Singaporean activist Jolovan Wham is charged with committing seven offences for allegedly organizing illegal assemblies. The police accused him of being a 'recalcitrant' who has "repeatedly shown blatant disregard for the law." In an email interview with the author, Wham explains how Singapore's highly restrictive laws curb free speech.
Singaporean activist Jolovan Wham is charged with committing seven offences for allegedly organizing illegal assemblies. The police accused him of being a ‘recalcitrant’ who has “repeatedly shown blatant disregard for the law.”
What did Wham do that led the police to bring him to court and issue a public statement denouncing him as a recalcitrant?
On July 14, 2017, he and his friends held a candlelight vigil in solidarity with the family of a person facing the death penalty; on June 13, he led a ‘silent protest’ inside a train about the arrest of ‘Marxist conspirators’ in 1987; and on November 26 of last year, he organized an indoor forum that included Hong Kong pro-democracy activist Joshua Wong speaking via Skype.
For Wham and other activists, these activities were peaceful expressions of solidarity and dissent. But for the police, they were apparently acts of public disturbance that undermined order and rule of law.
Wham was briefly detained on November 29, but released after posting bail.
His case reflects the sad state of free speech in Singapore, a highly developed city state where laws and policies discourage the people from expressing contrary views.

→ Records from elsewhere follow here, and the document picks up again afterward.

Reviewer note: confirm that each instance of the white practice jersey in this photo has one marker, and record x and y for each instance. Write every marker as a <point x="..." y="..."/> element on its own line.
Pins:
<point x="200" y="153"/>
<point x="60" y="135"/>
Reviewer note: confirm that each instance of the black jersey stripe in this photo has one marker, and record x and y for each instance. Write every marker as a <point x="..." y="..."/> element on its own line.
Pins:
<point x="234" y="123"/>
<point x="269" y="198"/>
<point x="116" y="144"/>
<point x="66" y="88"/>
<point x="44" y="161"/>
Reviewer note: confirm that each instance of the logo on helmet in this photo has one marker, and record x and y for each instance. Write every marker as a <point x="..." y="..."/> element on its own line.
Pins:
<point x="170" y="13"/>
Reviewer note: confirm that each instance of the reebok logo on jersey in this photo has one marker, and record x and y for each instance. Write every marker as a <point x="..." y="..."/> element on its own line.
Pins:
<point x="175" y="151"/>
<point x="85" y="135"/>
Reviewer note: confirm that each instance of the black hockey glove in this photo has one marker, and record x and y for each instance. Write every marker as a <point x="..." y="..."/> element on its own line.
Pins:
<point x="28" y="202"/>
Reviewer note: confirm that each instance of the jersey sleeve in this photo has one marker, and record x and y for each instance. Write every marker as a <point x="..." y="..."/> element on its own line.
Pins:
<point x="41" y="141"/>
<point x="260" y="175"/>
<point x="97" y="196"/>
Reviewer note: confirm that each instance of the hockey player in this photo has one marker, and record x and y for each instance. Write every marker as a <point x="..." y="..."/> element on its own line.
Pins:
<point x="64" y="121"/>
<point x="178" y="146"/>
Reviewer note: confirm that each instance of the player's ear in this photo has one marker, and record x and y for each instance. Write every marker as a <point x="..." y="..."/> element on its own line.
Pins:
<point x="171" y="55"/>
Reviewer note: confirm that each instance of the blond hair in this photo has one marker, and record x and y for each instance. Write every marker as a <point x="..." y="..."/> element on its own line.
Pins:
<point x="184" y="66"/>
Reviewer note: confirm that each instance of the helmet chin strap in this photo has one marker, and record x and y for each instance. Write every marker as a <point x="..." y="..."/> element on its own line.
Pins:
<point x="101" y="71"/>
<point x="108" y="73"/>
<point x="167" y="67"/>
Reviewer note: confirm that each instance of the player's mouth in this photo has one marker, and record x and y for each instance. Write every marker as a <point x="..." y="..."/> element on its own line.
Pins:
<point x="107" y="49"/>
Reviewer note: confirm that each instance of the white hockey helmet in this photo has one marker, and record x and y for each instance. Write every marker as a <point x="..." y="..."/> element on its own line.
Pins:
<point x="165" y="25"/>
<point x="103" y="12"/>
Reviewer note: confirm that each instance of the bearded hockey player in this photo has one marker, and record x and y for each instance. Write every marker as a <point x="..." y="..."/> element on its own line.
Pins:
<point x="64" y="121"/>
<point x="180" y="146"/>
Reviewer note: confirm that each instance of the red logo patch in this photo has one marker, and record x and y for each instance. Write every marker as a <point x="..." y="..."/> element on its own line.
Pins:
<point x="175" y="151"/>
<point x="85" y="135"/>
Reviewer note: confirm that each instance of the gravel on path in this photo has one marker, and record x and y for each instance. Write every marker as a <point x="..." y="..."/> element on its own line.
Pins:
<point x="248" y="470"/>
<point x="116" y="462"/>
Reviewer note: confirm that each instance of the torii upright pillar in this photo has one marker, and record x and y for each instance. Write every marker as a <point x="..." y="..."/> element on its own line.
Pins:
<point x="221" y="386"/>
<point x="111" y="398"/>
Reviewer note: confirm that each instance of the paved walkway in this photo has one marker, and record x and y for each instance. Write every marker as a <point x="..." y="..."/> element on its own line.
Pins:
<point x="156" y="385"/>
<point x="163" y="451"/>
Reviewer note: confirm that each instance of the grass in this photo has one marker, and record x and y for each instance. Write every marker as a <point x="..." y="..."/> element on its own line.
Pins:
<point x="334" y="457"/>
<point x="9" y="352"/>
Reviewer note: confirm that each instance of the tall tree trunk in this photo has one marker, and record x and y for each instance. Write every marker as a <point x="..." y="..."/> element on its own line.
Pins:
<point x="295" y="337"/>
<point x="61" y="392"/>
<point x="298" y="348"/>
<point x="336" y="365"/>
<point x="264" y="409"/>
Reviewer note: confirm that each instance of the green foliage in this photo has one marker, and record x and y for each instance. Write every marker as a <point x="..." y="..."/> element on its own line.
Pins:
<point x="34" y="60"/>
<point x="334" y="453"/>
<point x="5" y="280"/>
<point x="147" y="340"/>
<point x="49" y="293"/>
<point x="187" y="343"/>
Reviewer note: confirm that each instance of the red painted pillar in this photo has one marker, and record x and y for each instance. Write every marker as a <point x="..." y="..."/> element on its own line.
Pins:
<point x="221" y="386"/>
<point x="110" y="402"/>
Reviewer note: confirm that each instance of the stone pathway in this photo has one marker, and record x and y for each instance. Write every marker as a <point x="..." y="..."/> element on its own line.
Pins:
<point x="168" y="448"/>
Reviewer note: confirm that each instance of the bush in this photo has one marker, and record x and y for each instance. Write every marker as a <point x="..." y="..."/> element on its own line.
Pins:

Human rights groups in and out of Singapore were quick to declare their support for Wham. Online petitions and letters addressed to the government urged the withdrawal of the cases filed against Wham and the review of regulations that impede the people’s right to free expression and assembly.
In an email interview with the author, Wham explained how Singapore’s highly restrictive laws curb free speech.
“The offence of contempt of court, in which anyone may be prosecuted for commenting on an ongoing court case, needs to be abolished. It leads to self-censorship, as the offence is so broad and vaguely worded that any critical comments about an ongoing court case or about the judiciary could land a person in trouble. Singapore’s Public Order Act – which requires a permit for any public gathering – needs to be amended. Even staging a one-person protest without a permit is illegal. Permits are very rarely granted, even those which involve only one person protesting.”
Wham thinks these harsh laws are being implemented to preserve the hegemony of the ruling party, which has been in power since the 1960s:
“Singapore is a global city and adheres to international norms and standards in many areas of its governance. But it’s unwilling to do so in the area of human rights because the ruling party is afraid of losing its grip on power. For the long term interest of our country, Singapore has to be bigger than just one political party.”
Indeed, the campaign to reform repressive laws necessitates the formation of a broad movement capable of mobilizing public support and persuading the dominant party. Wham underscores the role of young people in this campaign:
“Young people can engage their MPs and policymakers through emails and face-to-face meetings to express their concerns about restrictions on speech. They can start social media campaigns to raise awareness and consciousness.”
And finally, Wham appeals to the international community to continue reminding the Singapore government about the importance of prioritizing human rights in governance:
“Even though Singapore is a rich country with a high human development index, its lack of freedoms is at odds with its status as a first world country. The International community should urge our government to respect our basic human rights to free expression. Singapore has ratified a few human rights treaties. Civil and political rights are principles which also underpin these treaties.”